Aquatic Photodegradation of Polychlorinated Dibenzofurans:  Rates and Photoproduct Analysis

The aquatic photochemistry of 2,3,7,8-tetrachlorodibenzofuran (T4CDF) and 2,3,4,7,8-pentachlorodibenzofuran (P5CDF) was studied in the laboratory using a xenon light source and under sunlight conditions at 50° N latitude at the Experimental Lakes Area of northwestern Ontario, Canada. Under midsummer sunlight conditions 3H-T44CDF and 14C-P5CDF photolyzed slowly in 25:10 (v/v) distilled water/acetonitrile solutions with rate constants of 0.11 ± 0.01 and 0.015 ± 0.007 d-1, respectively.
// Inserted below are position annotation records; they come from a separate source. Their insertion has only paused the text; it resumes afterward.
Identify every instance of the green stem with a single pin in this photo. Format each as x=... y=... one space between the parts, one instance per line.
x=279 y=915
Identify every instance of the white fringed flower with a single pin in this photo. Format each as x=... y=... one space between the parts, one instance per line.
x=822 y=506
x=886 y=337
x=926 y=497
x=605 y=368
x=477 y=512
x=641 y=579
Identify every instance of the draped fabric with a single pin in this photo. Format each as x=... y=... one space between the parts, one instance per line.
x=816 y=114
Both congeners experienced enhanced degradation rates in lake water, with rate constants of 0.58 ± 0.05 and 3.6 ± 0.3 d-1. Photoproduct analysis confirmed reductive dechlorination as a degradative pathway for both PCDFs in lake water. Three T4CDFs were detected as photoproducts of 23478-P5CDF, with two of these products identified by GC/MS as 2368- and 2348-T4CDF. Similarly, one T3CDF was detected in the photolysis of 2378-T4CDF, although the specific congener was not identified. One polar photoproduct was detected in the photolysis of 23478-P5CDF in lake water. Although the identity of this product could not be confirmed, GC/MS analysis of the TMS derivative suggested a hydroxylated, completely dechlorinated compound with an apparent M+ = 330 amu. Photolysis of nonchlorinated dibenzofuran in lake water yielded 2,2‘-dihydroxybiphenyl as photoproduct, with this product producing a trihydroxybiphenyl, tentatively identified as 2,2‘,3-trihydroxybiphenyl, under similar conditions. The results show that reductive dechlorination, C−O cleavage, and hydroxylation all play a role in the photolytic transformation of PCDFs and the dibenzofuran nucleus in natural water.